W czasie drogi już mu tak wygodnie nie było, ale bez przesady. Musiał w nim siedzieć ze względu na bezpieczeństwo nas wszystkich. Transporterek ma nawet zaczep do pasów bezpieczeństwa, o czym nie wiedziałam, a przeczytałam po powrocie na jakimś kocim blogu :))) Ledwo się załadowaliśmy do naszego malucha. Bonus i jedno z nas siedziało z tyłu i na nic więcej już tam miejsca nie było, z przodu była mała walizka i jakieś siatki z jedzeniem, a do bagażnika weszła kuweta i mała, przenośna lodówka. Ale jakoś dojechaliśmy. Bonusik nie lubi zakrętów i wyboi na drodze, bo wtedy było "miauuu" - pełne oburzenia 
i rozgoryczenia ;)

Kolejne zdjęcia pochodzą z Bornego, w tym trzy na balkonie. Zwróćcie uwagę na przewrócone leżaki. Nie, żeby je Bonus wywalił, albo wiatr. To taka prowizoryczna osłona dla kota, bo dysponowaliśmy jeszcze niewielką siatką, której nie wystarczyło na całość balkonu. I zaraz uspokajam - Bonus na balkon wychodził na smyczy i pod nadzorem. 

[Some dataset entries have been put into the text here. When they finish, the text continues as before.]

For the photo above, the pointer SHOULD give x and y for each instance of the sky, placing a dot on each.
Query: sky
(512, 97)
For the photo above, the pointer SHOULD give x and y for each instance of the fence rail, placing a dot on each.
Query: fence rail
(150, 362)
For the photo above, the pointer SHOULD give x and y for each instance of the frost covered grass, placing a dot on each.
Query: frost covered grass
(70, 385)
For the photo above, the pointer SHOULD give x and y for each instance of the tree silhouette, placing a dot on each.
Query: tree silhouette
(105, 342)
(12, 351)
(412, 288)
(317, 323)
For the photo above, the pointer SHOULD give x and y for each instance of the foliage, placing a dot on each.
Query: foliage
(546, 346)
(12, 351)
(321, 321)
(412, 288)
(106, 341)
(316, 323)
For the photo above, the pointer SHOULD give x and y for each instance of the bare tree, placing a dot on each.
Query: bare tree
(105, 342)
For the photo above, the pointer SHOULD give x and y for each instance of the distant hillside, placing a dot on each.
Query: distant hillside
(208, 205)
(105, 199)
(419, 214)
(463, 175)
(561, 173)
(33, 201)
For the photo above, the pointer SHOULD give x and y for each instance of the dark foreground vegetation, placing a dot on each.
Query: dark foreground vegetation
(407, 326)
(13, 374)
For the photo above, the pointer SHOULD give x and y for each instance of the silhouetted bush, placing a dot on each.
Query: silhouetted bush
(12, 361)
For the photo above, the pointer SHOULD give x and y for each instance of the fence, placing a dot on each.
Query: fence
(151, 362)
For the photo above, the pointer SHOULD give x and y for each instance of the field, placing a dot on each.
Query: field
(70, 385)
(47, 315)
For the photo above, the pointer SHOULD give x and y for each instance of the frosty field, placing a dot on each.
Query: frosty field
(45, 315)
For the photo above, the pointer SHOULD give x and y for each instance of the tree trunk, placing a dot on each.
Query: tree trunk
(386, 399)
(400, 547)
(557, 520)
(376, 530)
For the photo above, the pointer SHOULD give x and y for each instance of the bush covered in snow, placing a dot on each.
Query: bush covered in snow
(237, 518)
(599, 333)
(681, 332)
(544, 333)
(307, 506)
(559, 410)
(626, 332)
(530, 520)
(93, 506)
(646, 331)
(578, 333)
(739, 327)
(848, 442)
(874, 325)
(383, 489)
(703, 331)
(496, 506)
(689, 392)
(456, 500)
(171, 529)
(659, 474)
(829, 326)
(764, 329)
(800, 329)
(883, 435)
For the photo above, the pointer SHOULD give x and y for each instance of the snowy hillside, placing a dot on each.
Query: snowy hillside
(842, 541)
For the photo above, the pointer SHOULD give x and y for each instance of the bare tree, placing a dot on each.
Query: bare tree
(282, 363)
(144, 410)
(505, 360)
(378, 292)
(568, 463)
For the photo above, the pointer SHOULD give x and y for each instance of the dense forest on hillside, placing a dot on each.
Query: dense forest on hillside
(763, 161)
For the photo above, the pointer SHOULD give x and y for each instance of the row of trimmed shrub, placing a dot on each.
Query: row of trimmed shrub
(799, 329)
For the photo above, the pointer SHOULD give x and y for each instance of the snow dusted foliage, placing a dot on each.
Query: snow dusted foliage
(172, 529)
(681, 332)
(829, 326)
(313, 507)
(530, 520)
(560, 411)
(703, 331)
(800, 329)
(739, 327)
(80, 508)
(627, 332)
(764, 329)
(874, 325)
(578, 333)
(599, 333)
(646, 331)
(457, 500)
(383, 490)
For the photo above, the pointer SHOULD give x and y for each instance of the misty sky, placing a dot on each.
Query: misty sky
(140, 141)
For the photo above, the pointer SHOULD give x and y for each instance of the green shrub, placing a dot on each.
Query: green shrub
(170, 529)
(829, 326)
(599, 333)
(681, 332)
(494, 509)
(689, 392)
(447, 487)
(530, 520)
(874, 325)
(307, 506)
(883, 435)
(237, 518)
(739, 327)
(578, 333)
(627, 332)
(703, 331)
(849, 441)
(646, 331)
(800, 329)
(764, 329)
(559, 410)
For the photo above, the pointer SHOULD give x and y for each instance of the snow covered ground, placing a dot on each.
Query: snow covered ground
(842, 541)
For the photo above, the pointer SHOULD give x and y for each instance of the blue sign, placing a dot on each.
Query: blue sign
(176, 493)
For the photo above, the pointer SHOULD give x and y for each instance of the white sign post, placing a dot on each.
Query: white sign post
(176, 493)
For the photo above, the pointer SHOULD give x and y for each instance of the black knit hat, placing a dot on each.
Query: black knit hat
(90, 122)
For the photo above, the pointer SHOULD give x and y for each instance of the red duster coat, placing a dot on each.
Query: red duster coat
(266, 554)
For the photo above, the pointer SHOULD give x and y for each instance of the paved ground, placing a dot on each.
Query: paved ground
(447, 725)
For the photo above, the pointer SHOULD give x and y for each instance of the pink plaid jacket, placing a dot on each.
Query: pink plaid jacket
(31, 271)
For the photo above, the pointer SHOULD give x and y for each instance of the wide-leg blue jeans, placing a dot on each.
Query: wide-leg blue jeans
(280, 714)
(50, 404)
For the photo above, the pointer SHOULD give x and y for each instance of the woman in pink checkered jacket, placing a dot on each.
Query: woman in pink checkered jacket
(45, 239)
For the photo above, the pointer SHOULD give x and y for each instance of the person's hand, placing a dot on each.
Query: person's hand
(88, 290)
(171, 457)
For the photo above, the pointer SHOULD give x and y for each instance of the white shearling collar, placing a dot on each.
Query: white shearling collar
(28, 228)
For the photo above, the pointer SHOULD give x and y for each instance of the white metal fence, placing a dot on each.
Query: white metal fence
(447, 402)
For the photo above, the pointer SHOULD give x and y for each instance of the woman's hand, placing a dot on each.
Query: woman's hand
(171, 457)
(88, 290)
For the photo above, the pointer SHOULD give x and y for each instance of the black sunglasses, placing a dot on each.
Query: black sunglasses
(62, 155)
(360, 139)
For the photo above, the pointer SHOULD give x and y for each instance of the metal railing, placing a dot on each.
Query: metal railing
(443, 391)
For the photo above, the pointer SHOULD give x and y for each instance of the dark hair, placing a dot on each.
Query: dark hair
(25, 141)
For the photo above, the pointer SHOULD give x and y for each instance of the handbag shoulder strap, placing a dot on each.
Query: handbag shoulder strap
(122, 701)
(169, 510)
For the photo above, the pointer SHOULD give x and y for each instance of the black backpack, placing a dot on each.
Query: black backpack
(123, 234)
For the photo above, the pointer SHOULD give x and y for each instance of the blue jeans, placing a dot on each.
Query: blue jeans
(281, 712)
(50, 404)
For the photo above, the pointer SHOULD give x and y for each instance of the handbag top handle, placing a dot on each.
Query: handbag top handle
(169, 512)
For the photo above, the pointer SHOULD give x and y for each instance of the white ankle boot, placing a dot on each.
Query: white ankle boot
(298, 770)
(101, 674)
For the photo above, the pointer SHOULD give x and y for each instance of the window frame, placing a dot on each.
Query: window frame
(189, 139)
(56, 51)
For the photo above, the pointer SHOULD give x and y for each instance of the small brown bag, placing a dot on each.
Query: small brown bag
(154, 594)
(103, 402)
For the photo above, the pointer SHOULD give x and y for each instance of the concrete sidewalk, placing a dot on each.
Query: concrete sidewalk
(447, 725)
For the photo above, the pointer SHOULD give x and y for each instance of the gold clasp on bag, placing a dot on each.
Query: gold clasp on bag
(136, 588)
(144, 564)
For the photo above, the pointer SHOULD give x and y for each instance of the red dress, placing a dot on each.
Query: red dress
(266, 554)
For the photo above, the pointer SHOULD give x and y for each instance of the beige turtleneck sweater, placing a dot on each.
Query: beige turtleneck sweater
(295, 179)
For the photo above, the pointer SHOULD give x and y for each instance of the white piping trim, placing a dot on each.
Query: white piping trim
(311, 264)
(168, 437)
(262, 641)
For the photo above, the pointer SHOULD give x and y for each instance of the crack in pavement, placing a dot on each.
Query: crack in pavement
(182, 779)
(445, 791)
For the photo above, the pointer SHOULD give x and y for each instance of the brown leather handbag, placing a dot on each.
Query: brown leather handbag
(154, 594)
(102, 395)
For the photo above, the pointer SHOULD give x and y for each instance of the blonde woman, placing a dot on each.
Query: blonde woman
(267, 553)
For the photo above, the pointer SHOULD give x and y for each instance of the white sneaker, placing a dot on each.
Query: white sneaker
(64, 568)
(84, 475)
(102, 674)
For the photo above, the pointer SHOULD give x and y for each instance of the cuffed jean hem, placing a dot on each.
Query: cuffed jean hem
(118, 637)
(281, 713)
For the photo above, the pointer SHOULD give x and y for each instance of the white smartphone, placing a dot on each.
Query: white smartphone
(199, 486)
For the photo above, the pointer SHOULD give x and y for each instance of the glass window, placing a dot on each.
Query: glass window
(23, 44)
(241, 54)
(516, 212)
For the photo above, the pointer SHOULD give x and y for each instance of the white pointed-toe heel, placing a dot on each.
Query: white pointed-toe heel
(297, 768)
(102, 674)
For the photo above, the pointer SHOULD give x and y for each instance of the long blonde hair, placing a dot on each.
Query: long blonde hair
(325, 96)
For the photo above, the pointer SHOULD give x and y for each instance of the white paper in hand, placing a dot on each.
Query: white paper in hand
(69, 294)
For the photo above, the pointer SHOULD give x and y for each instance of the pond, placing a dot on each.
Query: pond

A w sobotę pojechaliśmy nad morze, Chłop mój udział wziął w biegu z Mrzeżyna do Trzebiatowa - 10 km. Jak już kiedyś pisałam, w Trzebiatowie mam rodzinę, była okazja ich odwiedzić. Najpierw jednak pojechaliśmy nad morze, gdzie Chłopa zostawiłam 
i pojechałam do Trzebiatowa. Wcześniej zadzwoniłam do ciotki z uprzejmym pytaniem, czy możemy na kawę się wprosić tak między 15-16. Ciotka odpowiedziała, że jak najbardziej, ale widziałaby nas chętnie trochę później, bo szykuje się impreza urodzinowa wujaszka :)))) My to mamy wyczucie chwili, naprawdę. I to nie pierwszy raz, bo bywało, że załapywaliśmy się przypadkiem na cioci imieniny, a kiedyś, zimą na ich rocznicę ślubu :)))
W każdym razie, Chłop przebiegł w jednym kawałku, dostał medal i koszulkę, wzbudził podziw u zgromadzonej rodziny 
i znajomych, pogościliśmy się trochę i musieliśmy wracać do Bornego, bo Bonusik tam sam sobie siedział i na nas czekał.
Zdjęcia znad morze są marnej jakości, bo dzień wcześniej Chłop bawił się różnymi ustawieniami i dopiero na komputerze zauważyliśmy, że zostały. 
Plaża miejsca zmniejszyła się dość mocno, woda podeszła pod samo zejście, a dwa tygodnie wcześniej plaży było dużo, dużo więcej. Pamiętam taką sytuację sprzed wielu lat, bywa.




Mam nadzieję, że wycieczka się podobała ;) Miłego weekendu wszystkim życzę :)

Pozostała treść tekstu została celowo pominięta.